How about a London flat? How do Singapore condo prices compare with those of London flats? From Chart 4, you see that a 100 sq m condo in Singapore is still more expensive than a representative London flat. A typical London flat, according to Nationwide, was valued at US$321,000 at end-March this year. In Singapore, the median price of a 100 sq m condo is US$754,000. Again, the question is how big is a typical London flat.
And finally, the interesting bit. How many ounces of gold does it take to buy a condo in Singapore, a flat in London and a house in UK?
At current prices, it will cost 222 ounces to buy a typical UK house, 289 ounces to buy a representative London flat and 680 ounces to buy a 100 sq m Singapore condo.
Of course, these numbers have to be viewed in relation to their respective historical range.
From Chart 5, you can see that at its peak, between Q2 1996 and Q2 1997, Singapore condos cost more than 2,000 ounces of gold. The cheapest a Singapore condo has been, in gold terms, was in Q4 1980 at 166 ounces – the earliest available data point for this series.
From that perspective, the 680 ounces of gold required to buy a condo now may not be too excessive.

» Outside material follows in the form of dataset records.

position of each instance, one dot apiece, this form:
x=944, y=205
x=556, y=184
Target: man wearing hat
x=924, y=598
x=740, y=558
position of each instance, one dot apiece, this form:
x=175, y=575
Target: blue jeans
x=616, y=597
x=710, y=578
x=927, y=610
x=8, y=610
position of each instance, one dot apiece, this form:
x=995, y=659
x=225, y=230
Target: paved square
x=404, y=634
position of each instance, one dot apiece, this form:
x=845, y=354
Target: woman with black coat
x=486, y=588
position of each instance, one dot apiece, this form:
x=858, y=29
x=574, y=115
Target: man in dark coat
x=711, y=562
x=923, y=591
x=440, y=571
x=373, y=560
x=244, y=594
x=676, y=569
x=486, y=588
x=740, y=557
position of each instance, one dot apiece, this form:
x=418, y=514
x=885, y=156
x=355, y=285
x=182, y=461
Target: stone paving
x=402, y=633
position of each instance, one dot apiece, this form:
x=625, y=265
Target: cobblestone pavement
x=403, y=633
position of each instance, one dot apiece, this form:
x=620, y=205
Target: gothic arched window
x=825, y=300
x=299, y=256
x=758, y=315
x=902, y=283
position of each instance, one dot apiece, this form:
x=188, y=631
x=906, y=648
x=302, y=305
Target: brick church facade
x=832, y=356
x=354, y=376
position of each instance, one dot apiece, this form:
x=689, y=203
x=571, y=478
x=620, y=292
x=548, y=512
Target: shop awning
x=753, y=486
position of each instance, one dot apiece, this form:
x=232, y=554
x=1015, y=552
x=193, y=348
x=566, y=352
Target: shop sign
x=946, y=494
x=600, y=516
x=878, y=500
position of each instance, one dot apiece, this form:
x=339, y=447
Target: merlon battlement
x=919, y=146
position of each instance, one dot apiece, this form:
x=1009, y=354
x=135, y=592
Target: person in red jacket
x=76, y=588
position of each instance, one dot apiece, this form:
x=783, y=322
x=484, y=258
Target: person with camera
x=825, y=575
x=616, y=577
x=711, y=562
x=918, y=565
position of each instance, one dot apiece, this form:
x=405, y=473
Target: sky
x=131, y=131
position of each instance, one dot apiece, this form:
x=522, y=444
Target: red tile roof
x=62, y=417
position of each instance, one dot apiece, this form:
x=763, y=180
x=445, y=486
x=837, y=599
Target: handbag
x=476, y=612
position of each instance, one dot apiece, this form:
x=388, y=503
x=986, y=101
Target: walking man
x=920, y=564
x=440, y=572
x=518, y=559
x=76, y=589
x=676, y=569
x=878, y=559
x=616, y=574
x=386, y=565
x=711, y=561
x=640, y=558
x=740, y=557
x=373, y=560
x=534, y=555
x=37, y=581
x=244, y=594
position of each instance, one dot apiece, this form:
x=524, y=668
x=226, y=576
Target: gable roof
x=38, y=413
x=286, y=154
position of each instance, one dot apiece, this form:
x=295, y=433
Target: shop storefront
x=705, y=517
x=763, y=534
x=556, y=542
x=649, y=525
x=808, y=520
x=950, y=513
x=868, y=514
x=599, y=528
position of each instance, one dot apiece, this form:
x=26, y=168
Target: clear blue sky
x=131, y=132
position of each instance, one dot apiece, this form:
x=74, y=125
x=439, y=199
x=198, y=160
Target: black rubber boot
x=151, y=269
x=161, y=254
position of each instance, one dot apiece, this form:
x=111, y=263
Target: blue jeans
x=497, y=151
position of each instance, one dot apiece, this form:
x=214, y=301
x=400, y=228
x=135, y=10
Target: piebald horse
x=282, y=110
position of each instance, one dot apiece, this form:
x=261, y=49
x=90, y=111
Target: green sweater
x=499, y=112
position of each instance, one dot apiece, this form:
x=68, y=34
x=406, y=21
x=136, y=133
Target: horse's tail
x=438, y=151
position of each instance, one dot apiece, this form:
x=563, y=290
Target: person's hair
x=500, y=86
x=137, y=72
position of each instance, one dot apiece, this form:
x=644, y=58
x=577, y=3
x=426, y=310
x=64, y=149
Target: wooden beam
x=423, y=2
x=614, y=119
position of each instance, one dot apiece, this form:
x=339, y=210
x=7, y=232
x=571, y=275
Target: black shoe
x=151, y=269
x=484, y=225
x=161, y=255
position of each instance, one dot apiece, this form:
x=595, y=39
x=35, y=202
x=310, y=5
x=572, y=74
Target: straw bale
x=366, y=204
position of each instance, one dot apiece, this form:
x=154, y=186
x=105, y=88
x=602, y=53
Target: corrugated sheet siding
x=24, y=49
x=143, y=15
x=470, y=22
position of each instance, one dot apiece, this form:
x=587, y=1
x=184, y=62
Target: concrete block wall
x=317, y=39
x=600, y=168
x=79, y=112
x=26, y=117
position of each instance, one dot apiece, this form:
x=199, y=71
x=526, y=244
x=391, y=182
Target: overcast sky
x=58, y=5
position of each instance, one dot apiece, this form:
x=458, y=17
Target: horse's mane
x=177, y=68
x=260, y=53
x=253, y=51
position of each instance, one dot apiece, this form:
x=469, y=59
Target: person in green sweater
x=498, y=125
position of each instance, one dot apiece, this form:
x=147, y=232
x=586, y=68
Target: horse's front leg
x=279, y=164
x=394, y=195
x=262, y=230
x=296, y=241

As for a UK house, the range – going as far back as 1970 – is between 84 ounces of gold in 1980 and 682 ounces in Q2 2004. For a London flat, from 1990 until now, the range is between 184 ounces in Q1 1996 and 919 ounces in Q4 2001.
So the 222 ounces required to buy a typical UK house, and the 289 ounces required to buy a London flat now – can, from this point of view, be considered cheap now, and arguably offering more value than Singapore properties.
But of course, the gold price is subject to investor sentiment and increasingly to the buying and selling of hedge funds, exchange-traded funds, central banks and so on. The gold price also fluctuates in response to the overall level of confidence in the monetary system and the economy. For example, the equity bear market of 1966 to 1982 coincided with a bull market in gold and gold-related investments. Meanwhile, the equity bull market of 1982 to 2000 coincided with a bear market in gold and gold-related investments. And the equity bear market that began in 2000 has, to date, coincided with a bull market in gold and gold-related investments.
But between 2003 and 2007 and for the whole of last year, both gold and equity prices rose sharply. Between 1970 and now, the gold price has risen by 8.9 per cent a year, while the S&P 500 has gained 6.5 per cent a year.
Gold today, of course, is at its all-time high levels. The expectation is that it will continue to go further. The continued rise in the gold price will make real estate look even cheaper in relative terms. Conversely, a decline in gold will make property prices look expensive in gold terms.
Whatever happens, we can be certain of one thing. In the long term, both gold and real estate are without doubt a better store of value than fiat money.